Революционеры были уверены, что эти действия правительства — лишь предсмертные судороги гибнущего строя, а потому в ответ на арест Петербургского Совета конференция московских большевиков постановила объявить 5 декабря всеобщую стачку и превратить ее во всеобщее восстание. Это решение поддержал Московский Совет, и 10—11 декабря 1905 года всеобщая стачка переросла во всеобщее восстание. В течение 10 дней несколько тысяч членов боевых дружин вели бои на баррикадах в ряде районов Москвы, но после прибытия туда войск восстание было разгромлено.

Были подавлены восстания в Севастополе, Кронштадте, Владивостоке, а также в Ростове, Новороссийске, Екатеринославе, Горловке, Харькове, Александрове, Красноярске, Чите, Перми, Нижнем Новгороде и других городах. Советы были разогнаны, многие их члены арестованы. Немало людей было убито в ходе подавления антиправительственных выступлений. Только в Москве были убиты 1059 участников боев. По стране действовали карательные экспедиции.
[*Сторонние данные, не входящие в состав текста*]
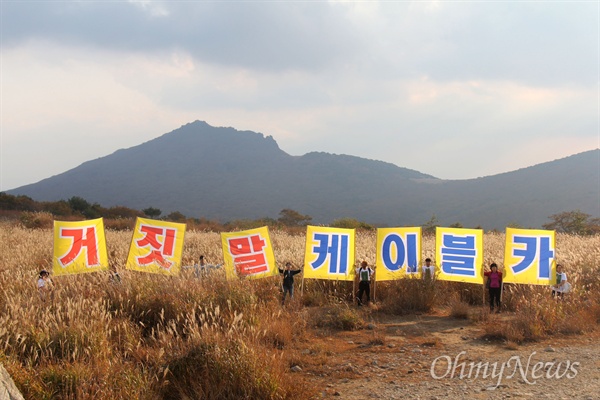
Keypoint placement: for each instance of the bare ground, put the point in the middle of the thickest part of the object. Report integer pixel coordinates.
(392, 358)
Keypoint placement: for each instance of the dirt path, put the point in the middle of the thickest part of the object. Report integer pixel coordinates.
(392, 359)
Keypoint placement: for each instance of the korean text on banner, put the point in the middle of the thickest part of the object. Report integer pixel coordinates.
(459, 253)
(79, 247)
(398, 253)
(529, 256)
(156, 247)
(329, 253)
(248, 253)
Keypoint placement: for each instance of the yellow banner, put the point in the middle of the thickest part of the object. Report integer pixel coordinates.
(459, 252)
(529, 256)
(329, 253)
(398, 253)
(79, 247)
(156, 247)
(248, 254)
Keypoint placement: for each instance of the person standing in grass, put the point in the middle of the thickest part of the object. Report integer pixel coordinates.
(494, 285)
(562, 285)
(44, 285)
(288, 280)
(428, 270)
(364, 282)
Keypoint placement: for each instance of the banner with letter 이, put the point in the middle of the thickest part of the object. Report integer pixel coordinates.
(398, 253)
(529, 257)
(79, 247)
(329, 253)
(459, 253)
(156, 247)
(248, 253)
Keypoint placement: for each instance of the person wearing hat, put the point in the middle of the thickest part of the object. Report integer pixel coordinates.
(428, 270)
(364, 274)
(288, 280)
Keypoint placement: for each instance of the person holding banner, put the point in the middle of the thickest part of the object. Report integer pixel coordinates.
(428, 270)
(494, 285)
(562, 285)
(364, 274)
(44, 285)
(288, 280)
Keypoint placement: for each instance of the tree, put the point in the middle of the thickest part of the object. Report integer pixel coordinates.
(575, 222)
(290, 217)
(152, 212)
(351, 223)
(85, 208)
(175, 216)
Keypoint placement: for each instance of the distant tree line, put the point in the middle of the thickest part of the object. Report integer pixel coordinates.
(121, 217)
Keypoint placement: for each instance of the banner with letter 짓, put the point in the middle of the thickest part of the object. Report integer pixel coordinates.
(529, 256)
(329, 253)
(156, 247)
(79, 247)
(248, 253)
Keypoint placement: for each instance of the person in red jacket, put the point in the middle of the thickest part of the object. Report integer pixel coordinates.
(494, 285)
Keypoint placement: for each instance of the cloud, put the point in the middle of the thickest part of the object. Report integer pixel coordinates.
(453, 89)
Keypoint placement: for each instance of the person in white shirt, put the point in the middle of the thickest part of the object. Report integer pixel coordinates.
(364, 282)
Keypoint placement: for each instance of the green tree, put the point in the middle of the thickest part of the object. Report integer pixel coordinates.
(152, 212)
(575, 222)
(290, 217)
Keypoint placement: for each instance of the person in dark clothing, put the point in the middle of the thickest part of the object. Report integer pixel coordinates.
(288, 280)
(364, 282)
(494, 285)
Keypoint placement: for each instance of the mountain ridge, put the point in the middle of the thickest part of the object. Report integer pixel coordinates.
(225, 174)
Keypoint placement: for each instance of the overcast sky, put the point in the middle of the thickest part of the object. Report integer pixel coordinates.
(454, 89)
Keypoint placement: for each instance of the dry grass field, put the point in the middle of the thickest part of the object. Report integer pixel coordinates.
(156, 337)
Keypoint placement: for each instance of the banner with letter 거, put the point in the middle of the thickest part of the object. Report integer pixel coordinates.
(79, 247)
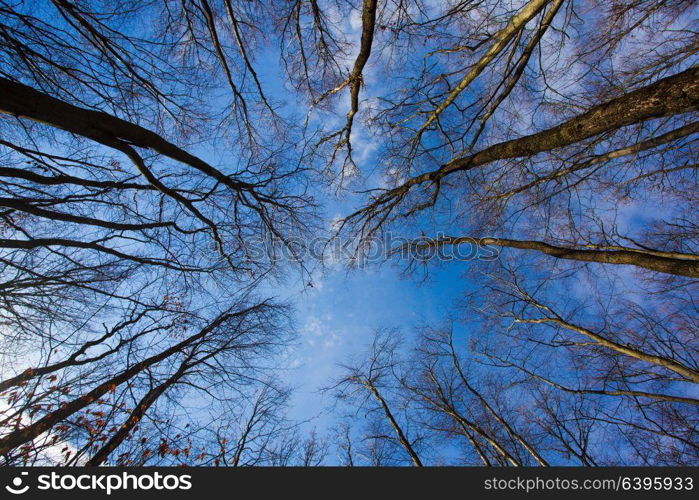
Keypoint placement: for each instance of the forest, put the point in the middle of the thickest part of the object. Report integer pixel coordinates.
(178, 176)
С января 1905 года до апреля 1906 года общее число расстрелянных, повешенных и убитых достигло 14 тысяч человек. Число политических заключенных составило 75 тысяч. (В последующие годы репрессии продолжились. В 1907—1909 годы более 5 тысяч человек были казнены, а к 1909 году в тюрьмах находилось 170 тысяч политических заключенных.)

Эти поражения повлияли на настроения революционеров. В брошюре «Две схватки», опубликованной 7 января 1906 года, Сталин проанализировал неудачи многих восстаний 1905 года, обратив внимание прежде всего на тактические ошибки, допущенные восставшими. В то же время большевики исходили из скорого нового революционного подъема. Учитывая уроки восстаний 1905 года, Сталин призывал «умножать красные отряды, обучить и спаять их друг с другом... оружием добыть оружие, изучить расположение государственных учреждений, подсчитать силы врага, изучить его сильные и слабые стороны и сообразно с этим выработать план восстания». Он уверял: «Российский пролетариат не разгромлен, он только отступил и теперь готовится к новым славным боям».

В 1906—1907 годах Сталин не раз писал о необходимости учесть уроки неудач 1905 года и с новой силой приступить к подготовке всенародного

восстания. Он был убежден, что следующее вооруженное восстание — дело ближайшего времени. В своей брошюре «Современный момент и объединительный съезд» он писал: «Будущее выступление народа будет не простое выступление... оно обязательно примет вооруженный характер, и, таким образом, решающая роль будет принадлежать вооруженному восстанию».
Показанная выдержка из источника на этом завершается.